HDD failure might be avoided by placing a layer of thick bubble-wrap under the DVR, or otherwise providing some type of shock-absorbing suspension under it, i.e., a thick typewriter pad or a couple keyboard wrist-rests.


----------



## TulsaOK (Feb 24, 2004)

Cap'n Preshoot;1604756 said:


> Hard disk failures, on the other hand are common and can easily occur through vibration (someone walking across a wood floor where there's a cralwspace or basement or another floor below).


----------



## HobbyTalk (Jul 14, 2007)

TulsaOK said:


> The ViP722 has the VC-1 chipset.
> ViP622 can download SD VOD ONLY - ViP722 can download HD VOD.


A previous Tech Chat said they were not going to use VC1 for HD downloads.

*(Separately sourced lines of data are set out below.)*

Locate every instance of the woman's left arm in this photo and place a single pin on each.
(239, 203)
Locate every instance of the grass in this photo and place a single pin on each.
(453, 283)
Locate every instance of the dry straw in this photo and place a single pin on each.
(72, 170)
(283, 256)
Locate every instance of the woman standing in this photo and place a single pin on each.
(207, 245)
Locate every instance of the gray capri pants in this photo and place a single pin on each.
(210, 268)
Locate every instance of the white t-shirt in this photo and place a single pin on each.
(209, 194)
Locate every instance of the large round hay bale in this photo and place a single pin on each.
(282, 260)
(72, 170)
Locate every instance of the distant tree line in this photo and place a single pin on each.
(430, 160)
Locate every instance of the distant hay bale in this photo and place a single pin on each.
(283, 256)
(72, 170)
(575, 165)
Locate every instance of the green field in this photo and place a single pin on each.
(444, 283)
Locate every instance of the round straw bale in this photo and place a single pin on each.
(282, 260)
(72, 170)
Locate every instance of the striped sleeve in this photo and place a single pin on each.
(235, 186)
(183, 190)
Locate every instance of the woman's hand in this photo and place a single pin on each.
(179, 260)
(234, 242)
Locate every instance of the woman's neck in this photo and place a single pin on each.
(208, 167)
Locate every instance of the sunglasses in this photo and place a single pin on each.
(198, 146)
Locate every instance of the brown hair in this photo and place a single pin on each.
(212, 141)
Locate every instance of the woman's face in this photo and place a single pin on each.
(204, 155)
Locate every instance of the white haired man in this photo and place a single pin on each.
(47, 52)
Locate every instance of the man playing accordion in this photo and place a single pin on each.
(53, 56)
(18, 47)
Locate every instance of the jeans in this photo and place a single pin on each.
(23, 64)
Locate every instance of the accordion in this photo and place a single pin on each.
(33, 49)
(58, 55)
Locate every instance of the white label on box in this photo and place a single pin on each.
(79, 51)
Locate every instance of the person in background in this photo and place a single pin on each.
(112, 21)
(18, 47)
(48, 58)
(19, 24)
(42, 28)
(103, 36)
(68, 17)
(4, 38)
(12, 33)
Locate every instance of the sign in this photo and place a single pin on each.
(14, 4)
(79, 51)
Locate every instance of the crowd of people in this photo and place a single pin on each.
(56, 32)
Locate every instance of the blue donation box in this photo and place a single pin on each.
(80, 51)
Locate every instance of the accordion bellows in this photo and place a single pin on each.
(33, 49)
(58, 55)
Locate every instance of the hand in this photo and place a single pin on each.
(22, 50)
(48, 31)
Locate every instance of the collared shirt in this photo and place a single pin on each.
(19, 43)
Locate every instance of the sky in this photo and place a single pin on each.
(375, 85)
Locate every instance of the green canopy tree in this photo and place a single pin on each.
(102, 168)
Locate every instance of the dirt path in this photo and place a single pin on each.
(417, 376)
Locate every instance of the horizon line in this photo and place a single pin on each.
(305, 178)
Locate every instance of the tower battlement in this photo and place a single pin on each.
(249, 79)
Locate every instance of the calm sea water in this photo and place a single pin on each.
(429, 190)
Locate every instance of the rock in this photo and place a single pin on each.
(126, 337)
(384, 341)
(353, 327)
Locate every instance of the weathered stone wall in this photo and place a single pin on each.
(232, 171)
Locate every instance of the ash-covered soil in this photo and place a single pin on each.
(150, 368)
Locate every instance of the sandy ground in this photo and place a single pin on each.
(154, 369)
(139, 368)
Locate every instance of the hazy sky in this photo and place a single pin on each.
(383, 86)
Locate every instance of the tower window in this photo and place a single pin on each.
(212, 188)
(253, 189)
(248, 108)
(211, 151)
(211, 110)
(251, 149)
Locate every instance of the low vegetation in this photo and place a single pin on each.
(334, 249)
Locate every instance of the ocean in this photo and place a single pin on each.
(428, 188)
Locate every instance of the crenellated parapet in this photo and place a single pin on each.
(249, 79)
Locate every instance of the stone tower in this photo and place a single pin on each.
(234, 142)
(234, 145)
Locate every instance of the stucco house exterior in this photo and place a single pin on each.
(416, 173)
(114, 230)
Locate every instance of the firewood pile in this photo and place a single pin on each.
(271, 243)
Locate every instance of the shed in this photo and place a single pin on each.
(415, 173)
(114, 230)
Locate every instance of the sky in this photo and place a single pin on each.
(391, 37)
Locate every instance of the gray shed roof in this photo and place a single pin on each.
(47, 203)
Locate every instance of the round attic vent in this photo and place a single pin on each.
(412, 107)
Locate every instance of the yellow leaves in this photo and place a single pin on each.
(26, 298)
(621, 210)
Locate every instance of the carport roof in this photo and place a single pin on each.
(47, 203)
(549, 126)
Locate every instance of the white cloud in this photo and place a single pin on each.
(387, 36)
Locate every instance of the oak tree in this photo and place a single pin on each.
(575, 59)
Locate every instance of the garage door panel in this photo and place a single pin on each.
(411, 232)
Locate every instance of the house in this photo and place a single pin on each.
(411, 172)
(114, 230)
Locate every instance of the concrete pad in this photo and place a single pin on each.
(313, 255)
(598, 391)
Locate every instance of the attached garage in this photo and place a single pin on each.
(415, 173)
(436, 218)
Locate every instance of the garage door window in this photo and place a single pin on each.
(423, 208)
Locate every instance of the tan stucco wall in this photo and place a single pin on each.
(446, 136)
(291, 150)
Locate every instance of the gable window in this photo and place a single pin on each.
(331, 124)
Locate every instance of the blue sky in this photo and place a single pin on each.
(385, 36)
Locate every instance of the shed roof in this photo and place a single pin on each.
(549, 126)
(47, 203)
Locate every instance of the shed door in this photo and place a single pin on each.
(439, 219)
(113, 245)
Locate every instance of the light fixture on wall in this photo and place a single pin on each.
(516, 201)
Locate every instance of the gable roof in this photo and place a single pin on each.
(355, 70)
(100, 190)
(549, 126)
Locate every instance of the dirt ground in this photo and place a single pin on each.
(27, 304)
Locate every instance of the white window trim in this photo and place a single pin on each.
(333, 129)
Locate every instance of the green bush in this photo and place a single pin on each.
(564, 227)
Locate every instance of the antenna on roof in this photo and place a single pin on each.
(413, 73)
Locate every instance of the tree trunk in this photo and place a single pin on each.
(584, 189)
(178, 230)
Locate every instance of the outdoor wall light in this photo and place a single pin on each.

Well, I did have a problem with my EHD... the power supply to it failed last week... waiting for a new one.


----------



## TulsaOK (Feb 24, 2004)

HobbyTalk said:


> A previous Tech Chat said they were not going to use VC1 for HD downloads. Well, I did have a problem with my EHD... the power supply to it failed last week... waiting for a new one.


So are you saying that the ViP622 can download VOD in HD?


----------



## HobbyTalk (Jul 14, 2007)

I have no idea... is there HD VOD available?


----------



## jsk (Dec 27, 2006)

Cap'n Preshoot;1604756 said:


> HDD failure might be avoided by placing a layer of thick bubble-wrap under the DVR, or otherwise providing some type of shock-absorbing suspension under it, i.e., a thick typewriter pad or a couple keyboard wrist-rests.


I wouldn't try this, you might end up insulating the receiver and causing heat problems. Heat might be causing the problems too.


----------



## Cap'n Preshoot (Jul 16, 2006)

jsk said:


> I wouldn't try this, you might end up insulating the receiver and causing heat problems. Heat might be causing the problems too.


Yeah, I thought about that after I posted. Still a couple of the jel-filled wrist wrests under the legs would be great shock absorbers. In making the recommendation I was thinking about the fellow who was a full-time RV'er and having repeat problems, getting replacement DVRs only to have the problems show up again. Back 20 years (or more) ago there was a command to PARK the hard drive on your computer before shutdown. Then drives got better and didn't need to be parked, so who knows.

In my own case I've not had the problem with signal output loss from my 722 in the past 3 or 4 days. Hoping the problem is gone and stays gone. I really hate having to call then wait all day for the guy to show up.


----------